Roma women organizations, in particular, have established strong coalitions with non-Roma organizations. They seek the increased, meaningful participation of Roma women in representative bodies for Roma communities – a goal that must first ameliorate Roma community-based gender discrimination. These organizations also aspire to craft new cultural narratives to minimize the drop-out of Romani girls from schools. This goal must content with both local gendered practices of oppression and state-based sources of discrimination. Furthermore, to address the third major source of intersectional discrimination, the women’s organizations push for community-based initiatives for the prevention of gender-based violence and for access to general and reproductive health care for Romani women and girls.
Some of the most prominent Balkan organization focusing on Romani women are: Better Future from Bosnia and Herzegovina, Roma Heart from Croatia, Bibija Roma Women Centre from Serbia, and the Centre for Roma Initiatives from Montenegro. Many other centers are also rising amidst the persistent, intersectional discrimination.
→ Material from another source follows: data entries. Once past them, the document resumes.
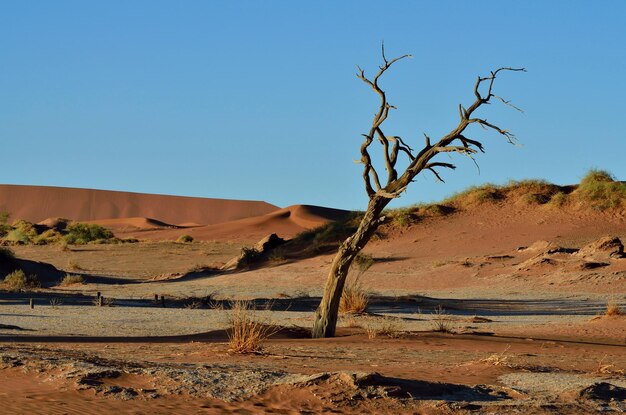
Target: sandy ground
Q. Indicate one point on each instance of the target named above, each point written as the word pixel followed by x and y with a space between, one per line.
pixel 523 293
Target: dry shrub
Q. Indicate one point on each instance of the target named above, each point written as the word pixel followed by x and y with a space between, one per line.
pixel 6 253
pixel 386 326
pixel 599 190
pixel 73 265
pixel 441 320
pixel 613 309
pixel 609 368
pixel 184 239
pixel 498 359
pixel 70 279
pixel 18 280
pixel 354 298
pixel 247 331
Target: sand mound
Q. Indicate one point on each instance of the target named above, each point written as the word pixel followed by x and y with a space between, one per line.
pixel 130 224
pixel 37 203
pixel 606 247
pixel 285 222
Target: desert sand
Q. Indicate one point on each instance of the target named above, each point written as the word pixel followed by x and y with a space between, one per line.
pixel 520 289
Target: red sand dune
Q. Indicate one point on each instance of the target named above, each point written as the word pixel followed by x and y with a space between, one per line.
pixel 285 222
pixel 37 203
pixel 130 224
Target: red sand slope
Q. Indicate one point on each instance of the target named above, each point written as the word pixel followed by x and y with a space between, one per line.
pixel 285 222
pixel 37 203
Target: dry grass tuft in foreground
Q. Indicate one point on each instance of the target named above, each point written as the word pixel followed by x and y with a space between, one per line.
pixel 18 280
pixel 386 326
pixel 613 309
pixel 70 279
pixel 441 320
pixel 354 299
pixel 247 332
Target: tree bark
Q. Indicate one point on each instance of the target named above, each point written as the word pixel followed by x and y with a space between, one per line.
pixel 328 310
pixel 380 195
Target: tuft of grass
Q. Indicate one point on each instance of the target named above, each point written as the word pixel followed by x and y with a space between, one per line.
pixel 558 199
pixel 50 236
pixel 18 280
pixel 441 320
pixel 613 309
pixel 185 239
pixel 599 190
pixel 70 279
pixel 84 233
pixel 73 265
pixel 402 217
pixel 249 257
pixel 498 359
pixel 354 298
pixel 247 332
pixel 193 304
pixel 6 253
pixel 386 326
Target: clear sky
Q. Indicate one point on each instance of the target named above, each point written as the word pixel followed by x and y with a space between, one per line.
pixel 258 99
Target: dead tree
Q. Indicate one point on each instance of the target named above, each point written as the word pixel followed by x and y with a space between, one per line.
pixel 380 194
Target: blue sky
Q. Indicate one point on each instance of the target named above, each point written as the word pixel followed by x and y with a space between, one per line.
pixel 258 100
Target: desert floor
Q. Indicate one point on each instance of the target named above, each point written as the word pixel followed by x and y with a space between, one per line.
pixel 485 313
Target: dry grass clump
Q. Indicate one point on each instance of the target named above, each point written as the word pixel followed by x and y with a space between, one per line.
pixel 6 253
pixel 613 309
pixel 184 239
pixel 70 279
pixel 381 326
pixel 18 280
pixel 354 299
pixel 609 368
pixel 599 190
pixel 441 320
pixel 73 265
pixel 247 332
pixel 498 359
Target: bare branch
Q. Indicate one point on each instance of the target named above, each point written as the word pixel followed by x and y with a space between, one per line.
pixel 510 137
pixel 505 102
pixel 455 149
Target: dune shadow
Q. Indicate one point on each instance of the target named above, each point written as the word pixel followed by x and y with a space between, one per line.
pixel 419 389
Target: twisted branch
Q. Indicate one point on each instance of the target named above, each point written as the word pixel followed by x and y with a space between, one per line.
pixel 453 142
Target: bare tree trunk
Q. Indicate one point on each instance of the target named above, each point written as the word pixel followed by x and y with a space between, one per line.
pixel 381 194
pixel 326 314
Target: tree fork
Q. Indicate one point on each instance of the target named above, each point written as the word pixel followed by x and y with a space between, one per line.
pixel 380 196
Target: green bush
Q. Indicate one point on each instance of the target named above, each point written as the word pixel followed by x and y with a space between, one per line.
pixel 17 236
pixel 83 233
pixel 50 236
pixel 184 239
pixel 70 279
pixel 6 253
pixel 599 190
pixel 17 280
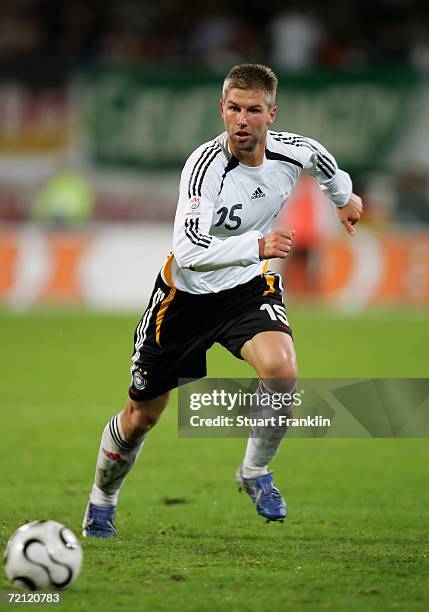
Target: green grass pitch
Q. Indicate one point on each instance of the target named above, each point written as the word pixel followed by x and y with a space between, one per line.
pixel 357 533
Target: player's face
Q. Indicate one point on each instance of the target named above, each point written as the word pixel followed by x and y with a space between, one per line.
pixel 246 116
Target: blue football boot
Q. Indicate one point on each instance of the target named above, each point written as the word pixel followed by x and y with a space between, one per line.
pixel 267 499
pixel 99 521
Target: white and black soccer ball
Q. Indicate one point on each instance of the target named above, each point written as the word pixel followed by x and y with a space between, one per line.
pixel 43 555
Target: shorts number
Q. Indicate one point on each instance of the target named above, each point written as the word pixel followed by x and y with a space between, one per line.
pixel 223 212
pixel 276 313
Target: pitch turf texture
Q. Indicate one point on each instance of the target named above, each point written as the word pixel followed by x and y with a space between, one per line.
pixel 357 534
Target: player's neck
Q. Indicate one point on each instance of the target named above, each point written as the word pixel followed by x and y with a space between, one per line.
pixel 249 158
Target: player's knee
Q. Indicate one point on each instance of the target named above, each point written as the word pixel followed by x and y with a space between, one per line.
pixel 140 417
pixel 280 370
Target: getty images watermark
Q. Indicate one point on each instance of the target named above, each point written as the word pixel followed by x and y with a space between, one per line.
pixel 265 409
pixel 313 408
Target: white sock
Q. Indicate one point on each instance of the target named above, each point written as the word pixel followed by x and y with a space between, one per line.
pixel 260 451
pixel 115 459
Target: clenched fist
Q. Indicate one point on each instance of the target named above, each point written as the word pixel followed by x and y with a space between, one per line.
pixel 277 243
pixel 350 213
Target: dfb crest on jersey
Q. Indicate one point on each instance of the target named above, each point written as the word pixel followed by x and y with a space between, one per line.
pixel 194 205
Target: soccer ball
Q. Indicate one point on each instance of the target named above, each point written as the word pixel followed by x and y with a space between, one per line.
pixel 43 555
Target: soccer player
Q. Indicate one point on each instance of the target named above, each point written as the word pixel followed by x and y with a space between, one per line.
pixel 215 285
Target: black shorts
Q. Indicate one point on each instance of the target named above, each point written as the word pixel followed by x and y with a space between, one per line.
pixel 177 329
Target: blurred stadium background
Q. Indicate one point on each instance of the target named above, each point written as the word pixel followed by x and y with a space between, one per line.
pixel 100 104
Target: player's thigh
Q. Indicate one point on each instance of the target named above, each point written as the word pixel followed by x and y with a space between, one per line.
pixel 272 355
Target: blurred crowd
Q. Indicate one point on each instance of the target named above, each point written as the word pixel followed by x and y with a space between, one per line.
pixel 39 38
pixel 216 33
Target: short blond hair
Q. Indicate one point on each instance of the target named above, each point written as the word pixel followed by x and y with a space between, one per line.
pixel 255 77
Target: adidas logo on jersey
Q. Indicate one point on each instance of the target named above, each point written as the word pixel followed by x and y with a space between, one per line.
pixel 258 193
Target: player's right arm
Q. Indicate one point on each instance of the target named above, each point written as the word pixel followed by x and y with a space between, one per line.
pixel 193 245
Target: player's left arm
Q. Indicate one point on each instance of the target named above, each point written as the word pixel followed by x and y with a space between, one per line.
pixel 336 185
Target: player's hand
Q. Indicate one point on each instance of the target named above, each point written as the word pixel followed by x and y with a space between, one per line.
pixel 277 243
pixel 350 213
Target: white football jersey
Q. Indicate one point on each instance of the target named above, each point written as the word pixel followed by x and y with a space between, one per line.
pixel 225 207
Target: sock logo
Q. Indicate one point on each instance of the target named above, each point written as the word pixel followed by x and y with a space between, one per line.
pixel 139 381
pixel 114 456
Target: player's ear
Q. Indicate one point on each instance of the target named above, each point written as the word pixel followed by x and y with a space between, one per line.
pixel 272 115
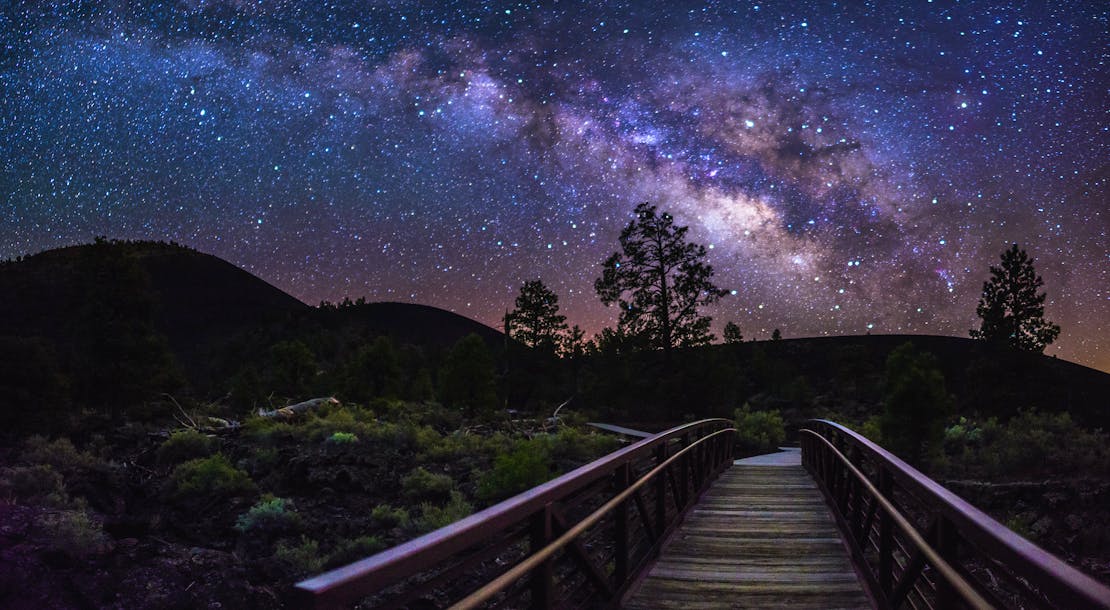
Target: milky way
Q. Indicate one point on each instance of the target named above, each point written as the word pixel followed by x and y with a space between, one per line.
pixel 853 169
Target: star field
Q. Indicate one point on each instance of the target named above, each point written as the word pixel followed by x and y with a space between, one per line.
pixel 853 168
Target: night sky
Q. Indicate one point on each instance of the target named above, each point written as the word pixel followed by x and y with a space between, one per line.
pixel 851 168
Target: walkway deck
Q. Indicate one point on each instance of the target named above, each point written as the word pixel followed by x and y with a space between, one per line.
pixel 760 537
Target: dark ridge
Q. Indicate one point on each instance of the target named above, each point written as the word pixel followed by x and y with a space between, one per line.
pixel 199 300
pixel 409 323
pixel 982 377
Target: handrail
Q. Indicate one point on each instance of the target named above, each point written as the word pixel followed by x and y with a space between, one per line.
pixel 494 587
pixel 965 535
pixel 352 582
pixel 946 570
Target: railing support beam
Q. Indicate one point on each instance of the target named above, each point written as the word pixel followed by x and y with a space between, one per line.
pixel 543 577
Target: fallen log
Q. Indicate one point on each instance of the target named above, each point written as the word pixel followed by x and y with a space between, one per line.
pixel 293 410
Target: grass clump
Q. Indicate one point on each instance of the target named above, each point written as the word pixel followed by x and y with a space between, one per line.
pixel 353 550
pixel 387 517
pixel 39 484
pixel 434 517
pixel 762 430
pixel 209 477
pixel 270 514
pixel 524 467
pixel 185 445
pixel 303 558
pixel 421 485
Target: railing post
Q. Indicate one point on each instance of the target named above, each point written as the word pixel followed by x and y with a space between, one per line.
pixel 621 527
pixel 661 490
pixel 543 577
pixel 948 547
pixel 684 474
pixel 857 516
pixel 886 537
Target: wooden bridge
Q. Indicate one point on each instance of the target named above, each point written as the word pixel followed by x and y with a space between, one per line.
pixel 672 522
The Association “Roma Girl – Romanicej” in Bosnia, for instance, provides information and advocacy to the local community as related to education scholarships, social security benefits, reproductive health, prevention of domestic violence, and the prevention of human trafficking. In Serbia, the Association “Romani cikna” was established by long-time Roma women activists to encourage the capacity of Roma local communities. Their specific gendered missions are to strengthen the integration of Roma women into community decision-making processes, improve socio-economic status, bring awareness to educational opportunities, and eradicate all forms of discrimination.
Ultimately, although rising from centuries of oppression – founded on gender, race, cultural group, and socio-economic class – Romani women are combating their public and private marginalization through initiatives embedded within the Roma identity. But as these organizations raise awareness of the oppression and offer pathways for improvement, national civil societies as a whole must also take notice and pressure governments into accountability against public abuses. As the Balkan region experiences waves of change in its human security, the plight of Romani populations, especially the intersectionally repressed Romani woman, remains a constant. But the historical persistence and normalization of this oppression does not erase its existence or the moral imperative to fight against its multiple dimensions.